Son visage s’éclaircit, tandis que celui d’Alan s’assombrissait.

– En voilà plus que je n’en demandais, dit-elle. M. Rankeillor est un homme connu.

Et elle nous pressa de terminer notre repas, puis de sortir au plus vite du hameau pour aller nous cacher dans le petit bois du rivage.

– Et fiez-vous à moi, ajouta-t-elle. Je trouverai bien moyen de vous faire passer l’eau.

Sans rien attendre de plus, nous lui donnâmes une poignée de main, torchâmes l’assiette, et repartîmes dans la direction de Limekilns, jusqu’au bois. Il était constitué par une vingtaine de sureaux, d’aubépines, plus quelques jeunes frênes, d’un feuillage trop peu dense pour nous dissimuler aux passants de la route ou de la plage. Il nous fallut y rester, cependant, et faire contre mauvaise fortune bon cœur, grâce au temps radieux et chaud, à nos fermes espoirs de délivrance, et discutant surtout ce qu’il nous restait à faire.

Nous n’eûmes, de tout le jour, qu’une seule alerte ; un cornemuseur ambulant vint s’asseoir auprès de nous dans le bois. C’était un ivrogne au nez rouge, aux yeux chassieux, qui portait dans sa poche une énorme flasque de whisky, et qui nous raconta longuement tous ses démêlés avec un tas de gens, depuis le Lord président de la Cour de Session qui lui avait refusé justice, jusqu’aux baillis d’Inverkeithing, qui lui en avaient donné plus qu’il n’en désirait. Il était impossible qu’il ne conçût pas de soupçons à voir deux hommes rester toute une journée cachés dans un fourré, sans prétexte plausible. Tant qu’il demeura là, ses questions indiscrètes nous mirent sur des charbons ; et quand il fut parti, comme il n’était pas homme à tenir sa langue, notre impatience devint extrême de partir aussi.

Le soleil se coucha dans le même ciel pur ; la nuit tomba, paisible et douce ; des lumières apparurent dans les maisons et les hameaux, puis, l’une après l’autre, s’éteignirent ; mais il était passé onze heures et nous éprouvions depuis longtemps les tourments de l’attente, lorsque nous entendîmes un bruit d’avirons grinçant sur leurs tolets. Nous regardâmes sur l’eau et vîmes la fille elle-même qui ramait vers nous dans une barque. Elle n’avait voulu confier nos affaires à personne, pas même à son amoureux si elle en avait un, mais sitôt son père endormi, elle était sortie de la maison par la fenêtre, et, dérobant la barque d’un voisin, s’en était venue toute seule à notre secours.

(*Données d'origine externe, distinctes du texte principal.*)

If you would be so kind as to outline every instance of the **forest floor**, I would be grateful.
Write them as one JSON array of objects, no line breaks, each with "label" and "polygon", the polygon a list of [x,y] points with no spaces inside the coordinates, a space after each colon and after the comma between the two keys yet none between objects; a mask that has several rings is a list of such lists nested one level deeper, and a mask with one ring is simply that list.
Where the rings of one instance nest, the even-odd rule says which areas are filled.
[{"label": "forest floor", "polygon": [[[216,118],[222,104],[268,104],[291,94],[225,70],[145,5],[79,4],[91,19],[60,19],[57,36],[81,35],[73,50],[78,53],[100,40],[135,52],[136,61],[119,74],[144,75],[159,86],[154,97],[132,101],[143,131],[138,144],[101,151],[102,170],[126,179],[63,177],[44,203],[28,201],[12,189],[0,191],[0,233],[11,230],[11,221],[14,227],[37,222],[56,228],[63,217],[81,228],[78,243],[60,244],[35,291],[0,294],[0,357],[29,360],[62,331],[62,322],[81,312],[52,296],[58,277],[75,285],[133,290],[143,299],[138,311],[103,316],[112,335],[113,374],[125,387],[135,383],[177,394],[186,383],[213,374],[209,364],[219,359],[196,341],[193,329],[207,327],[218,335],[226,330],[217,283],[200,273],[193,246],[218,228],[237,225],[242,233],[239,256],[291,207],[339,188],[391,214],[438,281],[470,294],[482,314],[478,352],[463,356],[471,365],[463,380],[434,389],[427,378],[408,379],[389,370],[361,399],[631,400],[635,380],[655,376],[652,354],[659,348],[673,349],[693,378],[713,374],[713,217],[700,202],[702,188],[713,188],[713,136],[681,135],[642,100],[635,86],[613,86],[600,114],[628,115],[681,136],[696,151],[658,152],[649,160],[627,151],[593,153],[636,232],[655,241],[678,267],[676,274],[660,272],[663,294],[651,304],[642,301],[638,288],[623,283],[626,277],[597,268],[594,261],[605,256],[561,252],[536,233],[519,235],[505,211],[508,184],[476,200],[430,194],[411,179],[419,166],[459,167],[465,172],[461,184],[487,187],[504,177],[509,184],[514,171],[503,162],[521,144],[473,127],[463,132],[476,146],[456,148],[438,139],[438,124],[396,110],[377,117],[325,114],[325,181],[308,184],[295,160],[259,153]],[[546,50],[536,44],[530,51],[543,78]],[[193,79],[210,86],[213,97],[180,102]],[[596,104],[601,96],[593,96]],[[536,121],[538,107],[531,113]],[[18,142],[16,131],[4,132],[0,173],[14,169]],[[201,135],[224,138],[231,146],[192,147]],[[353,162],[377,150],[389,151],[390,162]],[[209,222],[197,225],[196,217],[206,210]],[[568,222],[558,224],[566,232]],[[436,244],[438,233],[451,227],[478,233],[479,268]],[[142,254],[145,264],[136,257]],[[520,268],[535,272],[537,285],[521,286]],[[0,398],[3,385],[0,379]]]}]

Je ne savais, dans ma confusion, trouver de paroles pour la remercier ; mais elle n’était pas moins confuse à l’idée de les entendre. Elle nous supplia de ne pas perdre de temps et de nous taire, disant (très justement) que tout dépendait pour nous de la promptitude et du silence ; et au bout de quelques minutes, elle nous déposa sur la rive du Lothian, non loin de Carridon, nous serra les mains à tous deux, et reprit le large, ramant vers Limekilns, sans que fût dit un mot de son service non plus que de notre gratitude.

Même après son départ, nous ne trouvâmes rien à dire, et de fait, aucune parole n’eût été à la hauteur de semblable bonté. Mais Alan resta un moment sur la plage à hocher la tête.

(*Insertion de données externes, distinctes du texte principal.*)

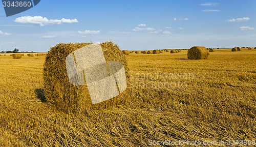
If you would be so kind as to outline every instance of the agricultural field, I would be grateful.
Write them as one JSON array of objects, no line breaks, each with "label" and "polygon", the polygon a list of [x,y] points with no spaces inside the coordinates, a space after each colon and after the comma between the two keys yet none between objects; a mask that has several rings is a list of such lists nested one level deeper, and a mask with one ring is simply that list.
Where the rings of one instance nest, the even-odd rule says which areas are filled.
[{"label": "agricultural field", "polygon": [[78,113],[47,103],[45,56],[0,56],[0,146],[253,146],[256,49],[187,54],[130,53],[126,99]]}]

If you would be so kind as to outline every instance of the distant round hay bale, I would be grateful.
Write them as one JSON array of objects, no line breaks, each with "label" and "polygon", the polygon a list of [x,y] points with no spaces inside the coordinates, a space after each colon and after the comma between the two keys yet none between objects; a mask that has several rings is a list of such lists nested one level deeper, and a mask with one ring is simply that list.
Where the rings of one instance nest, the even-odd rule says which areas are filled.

– C’est une bien brave fille, dit-il enfin. David, c’est une bien brave fille.

Et une heure plus tard, comme nous étions couchés dans une dépression du rivage et que je dormais à moitié, il s’étendit de nouveau en considérations sur l’excellence de son naturel. Pour ma part, je ne sus que me taire, car la naïveté de cette fille m’emplissait le cœur de remords et de crainte : remords pour ce que nous avions abusé de son ignorance ; crainte de l’avoir peut-être impliquée dans les dangers qui nous menaçaient.